- Directed by: Géza von Radványi
- Written by: Corrado Alvaro Liana Ferri Géza von Radványi René Barjavel Geza Herczeg Jesse Lasky Jr. John Ney Fausto Tozzi
- Produced by: E. Lopert R. Solmsen Giorgio Agliani Géza von Radványi
- Starring: Valentina Cortese Simone Simon Vivi Gioi Françoise Rosay Gino Cervi
- Cinematography: Gábor Pogány
- Edited by: Tatiana Casini Morigi Elena Zanoli René Le Hénaff
- Music by: Roman Vlad
- Production company: Navona Film
- Distributed by: ENIC
- Release date: 23 March 1950;
- Running time: 100 minutes
- Country: Italy
- Language: Italian

= Women Without Names (1950 film) =

Women Without Names (Donne senza nome) is an Italian drama film of 1950 directed by Géza von Radványi and starring Valentina Cortese, Simone Simon, Vivi Gioi, and Françoise Rosay.

==Plot==
The film is set in the Casa Rossa displaced persons concentration camp in Alberobello, Apulia, after the Second World War.
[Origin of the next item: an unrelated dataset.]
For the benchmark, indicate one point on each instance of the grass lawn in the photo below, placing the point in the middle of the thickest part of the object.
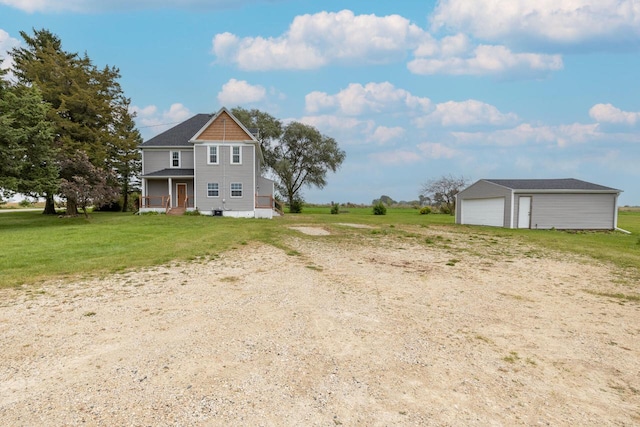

It shows what happened soon after the war to many women of different nationalities, coming into Italy from other parts of Europe, hoping to be repatriated or accepted by some other country. Yvonne Dubois (Simone Simon) is a Frenchwoman, ready to marry anyone to get out of the camp. Anna Petrovic (Valentina Cortese) is a young widow from Yugoslavia, locked up in the camp and expecting a child. Her husband was shot down before her eyes by the enemy. Janka Nowotska (Irasema Dilian) is a Pole who was working in a German brothel and has lost her mind. Hilda von Schwartzendorf (Vivi Gioi) is a German woman doctor, and there are also British women.

One day, with the help of Dubois, Anna tries to escape, but she goes into labour, gives birth to a baby boy, and dies in childbirth. The middle-aged Brigadier Zanini (Gino Cervi) hears the baby crying. Having lost his own wife and son, he tells his commanding officer that the baby is his. He is forced to resign, but he is allowed to keep the child.

==Production==
The film's sets were designed by the art directors Piero Filippone and Dario Cecchi. It was filmed at the Cinecittà Studios in Rome.

==Partial cast==
- Simone Simon as Yvonne Dubois
- Vivi Gioi as Greta
- Irasema Dilian as Janka Nowotska
- Gino Cervi as Brigadier Pietro Zanini
- Valentina Cortese as Anna Petrovic
- Mario Ferrari as Camp Commander
- Umberto Spadaro as Pietro, a camp guard
- Françoise Rosay as the Countess
- Eva Breuer as Christine Obear
- Gina Falckenberg as Dr Hilda von Schwartzendorf
- Carlo Sposito as Ciulian
- Liliana Tellini as Prisoner
- Lamberto Maggiorani as Anna's husband
- Betsy von Furstenberg as "Boche", German prisoner from Munich
- Nada Fiorelli as Prisoner
- Susan Donnell as British prisoner

==Bibliography==
- Van Heuckelom. Polish Migrants in European Film 1918–2017. Springer, 2019.